FROM DEPORTATION TO PRISON: THE POLITICS OF IMMIGRATION ENFORCEMENT IN POST-CIVIL RIGHTS AMERICA

This was the 5th annual Labour Day event happening at King’s University. The invited guest speaker was Dr. Patricia Rojas. She hoped to highlight the plight of immigrants coming to America in the hope of better opportunities or reuniting with family and the challenges they face. It is often said that we judge our character by how we treat the less privileged among us and this presentation hoped that various administrations will look after the welfare of immigrants. Immigration can be traced back a century ago and even then, unfair treatment was still rampant. This is an all-round issue that involves border communities, law enforcers, policy makers and elected officials.

The speaker aims at explaining the complexities of immigration and its humanity stakes. Immigration criminal records have risen over the years. It is puzzling how border patrol criminal persecution cases have risen from an estimated 29,000 to 84,000 between the years 1999-2010. Her observations on the spike led her to various border patrol stations to see firsthand what was happening. Her observations included; agents processing people in terms of criminal background instead of legal issues, legal residents’ rights being revoked and deported after residing in the US for decades and first time immigrants being thrown into the correctional facilities. In the past, the immigration issue was treated as a labour issue and not as a criminal issue like the present. This may have been true in the Obama Administration where they tried to control it but it is still an issue in the current Trump Administration. Although the lecture did not address the current issue of the Trump wall along the US-Mexican border, this issue may remain a concern for a long time to come.

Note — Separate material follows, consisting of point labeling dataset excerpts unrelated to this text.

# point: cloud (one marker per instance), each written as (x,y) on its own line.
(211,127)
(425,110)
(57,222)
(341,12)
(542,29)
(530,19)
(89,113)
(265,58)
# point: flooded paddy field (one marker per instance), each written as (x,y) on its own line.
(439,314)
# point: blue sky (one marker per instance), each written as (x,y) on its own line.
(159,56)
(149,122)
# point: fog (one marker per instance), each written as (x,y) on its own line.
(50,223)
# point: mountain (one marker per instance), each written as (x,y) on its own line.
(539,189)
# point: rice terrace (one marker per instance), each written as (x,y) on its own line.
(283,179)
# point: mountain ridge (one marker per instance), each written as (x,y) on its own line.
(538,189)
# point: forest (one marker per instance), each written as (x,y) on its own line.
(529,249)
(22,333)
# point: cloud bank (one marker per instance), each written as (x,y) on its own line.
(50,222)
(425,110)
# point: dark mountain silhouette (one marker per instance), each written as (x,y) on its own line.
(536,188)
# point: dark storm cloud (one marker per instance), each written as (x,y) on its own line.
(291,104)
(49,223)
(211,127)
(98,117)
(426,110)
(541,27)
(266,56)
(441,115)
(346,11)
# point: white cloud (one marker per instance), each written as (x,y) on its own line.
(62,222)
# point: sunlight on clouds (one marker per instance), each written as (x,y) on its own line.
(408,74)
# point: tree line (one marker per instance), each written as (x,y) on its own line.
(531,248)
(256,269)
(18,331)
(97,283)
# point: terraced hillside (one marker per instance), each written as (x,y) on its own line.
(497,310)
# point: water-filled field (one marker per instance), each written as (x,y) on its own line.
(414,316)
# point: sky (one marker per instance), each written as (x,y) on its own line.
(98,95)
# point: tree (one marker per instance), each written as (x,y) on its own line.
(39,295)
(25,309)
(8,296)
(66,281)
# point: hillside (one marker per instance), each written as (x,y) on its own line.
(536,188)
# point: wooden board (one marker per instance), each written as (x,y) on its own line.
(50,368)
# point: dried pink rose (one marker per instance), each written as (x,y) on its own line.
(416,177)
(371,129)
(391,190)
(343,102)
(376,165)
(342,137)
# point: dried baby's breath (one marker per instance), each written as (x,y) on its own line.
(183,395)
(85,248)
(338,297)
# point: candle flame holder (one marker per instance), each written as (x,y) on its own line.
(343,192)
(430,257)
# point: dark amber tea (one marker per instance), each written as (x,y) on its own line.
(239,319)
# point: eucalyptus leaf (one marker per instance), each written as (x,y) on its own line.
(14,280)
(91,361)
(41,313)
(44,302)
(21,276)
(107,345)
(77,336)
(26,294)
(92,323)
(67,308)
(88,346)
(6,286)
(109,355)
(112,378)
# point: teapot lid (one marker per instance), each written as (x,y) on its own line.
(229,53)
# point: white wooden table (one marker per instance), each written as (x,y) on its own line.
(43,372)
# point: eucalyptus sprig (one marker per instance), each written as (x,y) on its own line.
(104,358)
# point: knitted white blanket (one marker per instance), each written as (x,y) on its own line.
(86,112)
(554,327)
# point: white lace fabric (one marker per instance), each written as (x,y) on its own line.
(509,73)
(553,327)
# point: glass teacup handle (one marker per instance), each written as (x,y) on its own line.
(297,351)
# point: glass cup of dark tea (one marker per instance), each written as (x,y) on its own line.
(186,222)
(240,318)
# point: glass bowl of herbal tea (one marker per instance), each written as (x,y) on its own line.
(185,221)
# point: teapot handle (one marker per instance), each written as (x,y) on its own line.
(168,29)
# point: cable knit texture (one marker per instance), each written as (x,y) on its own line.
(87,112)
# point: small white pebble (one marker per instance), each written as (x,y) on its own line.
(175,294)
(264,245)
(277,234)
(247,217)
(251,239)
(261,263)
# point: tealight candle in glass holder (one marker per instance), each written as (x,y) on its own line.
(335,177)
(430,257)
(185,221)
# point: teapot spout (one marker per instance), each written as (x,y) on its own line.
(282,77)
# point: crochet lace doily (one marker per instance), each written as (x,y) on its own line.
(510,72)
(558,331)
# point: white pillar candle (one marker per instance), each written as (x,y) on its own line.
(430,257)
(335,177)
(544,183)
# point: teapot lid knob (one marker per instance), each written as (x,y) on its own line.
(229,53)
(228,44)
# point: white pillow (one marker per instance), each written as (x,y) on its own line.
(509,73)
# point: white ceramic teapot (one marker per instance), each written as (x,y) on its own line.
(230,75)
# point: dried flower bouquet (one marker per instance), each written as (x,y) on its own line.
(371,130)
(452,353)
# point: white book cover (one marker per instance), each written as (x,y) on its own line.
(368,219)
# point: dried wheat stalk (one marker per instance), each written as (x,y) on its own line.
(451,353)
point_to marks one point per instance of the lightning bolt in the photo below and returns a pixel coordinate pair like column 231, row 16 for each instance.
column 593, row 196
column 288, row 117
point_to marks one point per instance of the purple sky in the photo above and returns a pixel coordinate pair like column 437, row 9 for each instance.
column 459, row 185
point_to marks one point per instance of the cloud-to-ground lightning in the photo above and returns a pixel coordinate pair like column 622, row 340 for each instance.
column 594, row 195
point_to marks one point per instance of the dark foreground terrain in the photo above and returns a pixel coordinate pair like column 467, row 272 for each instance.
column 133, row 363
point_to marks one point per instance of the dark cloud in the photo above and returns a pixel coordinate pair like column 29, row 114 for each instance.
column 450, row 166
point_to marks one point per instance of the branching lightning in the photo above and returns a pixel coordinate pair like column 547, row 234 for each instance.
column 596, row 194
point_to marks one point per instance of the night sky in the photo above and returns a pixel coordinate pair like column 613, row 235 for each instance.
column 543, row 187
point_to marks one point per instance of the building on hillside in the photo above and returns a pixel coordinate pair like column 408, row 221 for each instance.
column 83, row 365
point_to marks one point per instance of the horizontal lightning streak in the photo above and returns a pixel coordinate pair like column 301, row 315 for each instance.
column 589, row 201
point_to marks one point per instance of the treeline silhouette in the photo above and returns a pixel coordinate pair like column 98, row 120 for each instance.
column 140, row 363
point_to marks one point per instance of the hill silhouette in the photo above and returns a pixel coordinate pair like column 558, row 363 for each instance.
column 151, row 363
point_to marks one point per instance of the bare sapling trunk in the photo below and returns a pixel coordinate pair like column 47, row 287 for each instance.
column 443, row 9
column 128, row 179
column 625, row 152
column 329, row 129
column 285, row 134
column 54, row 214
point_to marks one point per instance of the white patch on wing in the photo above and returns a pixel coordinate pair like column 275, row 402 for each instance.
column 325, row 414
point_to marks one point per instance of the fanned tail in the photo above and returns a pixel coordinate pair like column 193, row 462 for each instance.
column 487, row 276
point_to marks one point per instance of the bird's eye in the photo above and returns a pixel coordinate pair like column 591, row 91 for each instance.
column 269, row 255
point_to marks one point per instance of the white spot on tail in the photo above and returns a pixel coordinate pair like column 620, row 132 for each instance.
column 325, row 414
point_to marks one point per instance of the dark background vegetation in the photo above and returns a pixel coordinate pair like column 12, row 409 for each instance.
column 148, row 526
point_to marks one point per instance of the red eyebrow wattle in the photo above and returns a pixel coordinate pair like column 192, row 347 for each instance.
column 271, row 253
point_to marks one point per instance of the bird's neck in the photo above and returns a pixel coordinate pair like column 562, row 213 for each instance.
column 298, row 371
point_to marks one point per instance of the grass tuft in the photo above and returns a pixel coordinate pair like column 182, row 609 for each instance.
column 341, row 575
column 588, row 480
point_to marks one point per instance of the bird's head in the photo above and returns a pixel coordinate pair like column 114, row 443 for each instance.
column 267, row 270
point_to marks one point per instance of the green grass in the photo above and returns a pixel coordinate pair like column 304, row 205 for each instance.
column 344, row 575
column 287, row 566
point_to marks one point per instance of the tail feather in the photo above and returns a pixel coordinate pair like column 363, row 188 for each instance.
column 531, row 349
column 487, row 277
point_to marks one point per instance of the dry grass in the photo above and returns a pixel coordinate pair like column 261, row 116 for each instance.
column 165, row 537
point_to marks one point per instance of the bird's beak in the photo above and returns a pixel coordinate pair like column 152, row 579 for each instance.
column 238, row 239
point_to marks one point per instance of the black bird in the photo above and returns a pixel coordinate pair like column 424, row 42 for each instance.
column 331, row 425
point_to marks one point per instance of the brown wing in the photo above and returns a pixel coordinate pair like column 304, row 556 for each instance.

Routine activities at the boarder are majorly to blame on the increase in criminal cases. Activities such as sorting people on criminal basis, classification of immigrants as criminals and non-criminals in databases, operation streamline that leads to false criminalization, 12 minute hearings where public prosecutors wrongly advice first time offenders to plead guilty to earn a lesser sentence not knowing that they are giving up the little rights they poses as these people are not aware that future re-entry will not be possible as they will already be criminals in the databases. Under normal circumstances, illegal entry is petty and attracts a 6 month sentence, re-entry however is a felony.

At the beginning of her investigations only 5 federal prisons and correction centers existed. The number however plummeted to 10.So, why is mass incarceration on the rise? The concerned parties need to look into this issue to preserve human dignity eradicating malpractice.